Annette Spencer est assez satisfaite de la préface que Jacques Sami Ali vient de lui envoyer pour la rétrospective qu’elle veut monter au plus vite. Un peu mystique à son goût peut être, mais elle ne peut nier que Kharamidov était ainsi. Puis, dans ce monde matérialiste en quête de valeurs qui justifient ses manques, cela donne un côté oriental et mystérieux qui devrait intéresser les esthètes. Ça ne peut pas être mauvais pour le commerce… Peut-être supprimer le poème de Al-Halâj un peu trop orientalisant. Il ne faut rien exagérer. Cette citation risque de faire apparaître le travail de Kharamidov comme réservé aux seuls initiés.

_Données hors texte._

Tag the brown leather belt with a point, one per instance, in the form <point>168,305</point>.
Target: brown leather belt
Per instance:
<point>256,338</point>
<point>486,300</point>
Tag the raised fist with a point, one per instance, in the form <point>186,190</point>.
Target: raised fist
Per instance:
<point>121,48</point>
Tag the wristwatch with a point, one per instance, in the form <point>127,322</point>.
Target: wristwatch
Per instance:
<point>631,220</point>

Annette Spencer quitte son fauteuil Le Corbusier gros bleu, fait quelques pas dans la grande salle presque vide qu’est le salon de sa maison de l’avenue des châtelets. L’immense baie vitrée donne directement sur les glaces de la rivière des prairies. En face, le parc désert de l’île aux chats n’est, à cette heure de la nuit, qu’une surface de neige immaculée ponctuée par la lumière de rares lampadaires. Annette est assez satisfaite d’elle. À trente ans, diriger la galerie Mondart, se voir chargée d’une rétrospective Kharamidov, n’est pas une mince réussite. Il est vrai que le destin l’a bien aidée: la mort de Khamid Khan a facilité les choses. Elle va vers le bar, se sert un Martini dry avec un zeste de citron. Ce genre de tremplin ne se trouve pas souvent à son âge. Elle ne peut pas se permettre la moindre erreur. Elle ne doit rien laisser passer, tout surveiller. Non seulement sa réussite personnelle en dépend, mais aussi le chiffre d’affaires de la galerie. Si elle réussit son exposition, le nombre d’abonné aux œuvres virtuelles risque de faire un bond considérable, tous les salons du monde afficheront du Kharamidov, tous les musées d’art contemporain voudront avoir au moins une part de coproduction. Une façon légale de renouveler l’exploit de son fameux parasitage du réseau. Étrange que les artistes n’atteignent jamais à un tel succès que lorsqu’ils meurent!